Irradiation facilities also pose serious worker-safety, public-health, and ecological threats due to potential radiation leaks, equipment failure, and the production, transportation, storage, installation, and replacement of radiation sources. The U.S. Nuclear Regulatory Commission (NRC) and its state equivalents have recorded dozens of cases of nuclear mishaps, accidents, and administrative negligence at the relatively few irradiation facilities that currently exist in the United States today. To irradiate the food supply on a mass scale, hundreds of irradiation facilities would need to be built, thus dramatically increasing the likelihood of accidents.

In 1988, in what has been called the, "Three Mile Island of irradiation," Radiation Sterilizers, Inc. (RSI), in Decatur, Georgia, reported a leak of its cesium-137 capsules into the water storage pool, endangering workers and contaminating the facility. Workers then carried the radioactivity into their homes and cars. Cleanup costs exceeded $45 million and taxpayers footed the bill.

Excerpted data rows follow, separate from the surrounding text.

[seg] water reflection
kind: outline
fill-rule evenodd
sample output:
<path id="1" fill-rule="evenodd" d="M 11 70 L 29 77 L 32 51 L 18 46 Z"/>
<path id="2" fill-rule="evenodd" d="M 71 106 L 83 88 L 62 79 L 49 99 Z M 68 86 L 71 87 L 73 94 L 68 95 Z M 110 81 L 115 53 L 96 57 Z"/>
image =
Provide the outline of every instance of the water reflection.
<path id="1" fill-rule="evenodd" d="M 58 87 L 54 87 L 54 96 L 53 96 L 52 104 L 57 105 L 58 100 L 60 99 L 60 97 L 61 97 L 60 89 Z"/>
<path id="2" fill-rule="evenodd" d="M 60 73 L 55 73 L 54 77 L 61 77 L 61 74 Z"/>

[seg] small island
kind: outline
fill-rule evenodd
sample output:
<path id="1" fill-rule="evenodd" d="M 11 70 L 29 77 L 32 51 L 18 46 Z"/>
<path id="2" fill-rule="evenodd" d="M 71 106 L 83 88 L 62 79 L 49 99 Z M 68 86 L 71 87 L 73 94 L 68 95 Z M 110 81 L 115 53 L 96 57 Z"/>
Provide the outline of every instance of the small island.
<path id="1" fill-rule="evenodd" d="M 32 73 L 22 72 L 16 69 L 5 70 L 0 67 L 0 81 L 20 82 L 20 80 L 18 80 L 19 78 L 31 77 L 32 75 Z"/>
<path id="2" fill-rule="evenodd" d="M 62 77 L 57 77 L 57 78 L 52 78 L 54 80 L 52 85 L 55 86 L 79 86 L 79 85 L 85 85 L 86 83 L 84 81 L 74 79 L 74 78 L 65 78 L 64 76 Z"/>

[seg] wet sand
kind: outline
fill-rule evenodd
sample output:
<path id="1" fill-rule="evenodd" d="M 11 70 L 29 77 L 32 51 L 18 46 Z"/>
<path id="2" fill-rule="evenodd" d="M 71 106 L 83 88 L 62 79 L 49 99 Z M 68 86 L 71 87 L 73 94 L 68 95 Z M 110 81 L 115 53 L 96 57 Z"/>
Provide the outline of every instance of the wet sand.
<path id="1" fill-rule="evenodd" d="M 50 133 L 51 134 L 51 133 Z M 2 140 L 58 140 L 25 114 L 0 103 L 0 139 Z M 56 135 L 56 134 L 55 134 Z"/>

In 1986, the NRC revoked the license of a Radiation Technology, Inc. (RTI) facility in New Jersey for having 32 worker-safety violations, including throwing radioactive garbage out with the regular trash and bypassing a key safety device. As a result of this negligence, RTI's founder and chairman, Martin Welt, was eventually indicted and convicted on felony counts of misleading the NRC and filing false nuclear safety reports.

As a result of the numerous health and ecological threats, coupled with spirited grassroots initiatives, the irradiation industry has faced an uphill battle in its efforts to convince the public to embrace its risky technology. But the once emaciated industry is now being resuscitated by a wave of new government- and corporate-sponsored public relations initiatives that are seeking to "train" the public about the supposed benefits of food irradiation. In addition to the steady stream of dubious claims of safety and simplicity, irradiation proponents are working hard to confuse the public by lobbying Congress and petitioning the FDA to change the labeling of irradiated foods. Current regulations require that irradiated foods bear the label "Treated by Irradiation." Under pressure from the industry and Congress, FDA is considering changing the labeling to a misleading, and therefore less alarming, term for the technology, such as "cold pasteurization."

While such underhanded public relations stunts may make it more difficult for the public to recognize and avoid irradiated foods in the marketplace, one poll after another still indicates that citizens remain extremely distrustful of food irradiation. Putting an end to the irradiation madness will require a continued and tenacious grassroots presence that galvanizes citizen opposition to the technology and seeks to hold wholesale and retail food corporations accountable. But the ultimate nail in the food irradiation coffin will come as a result of a citizenry and culture that turns its back on industrial food and the false and dangerous technological gimmicks, like food irradiation, that continuously prop it up.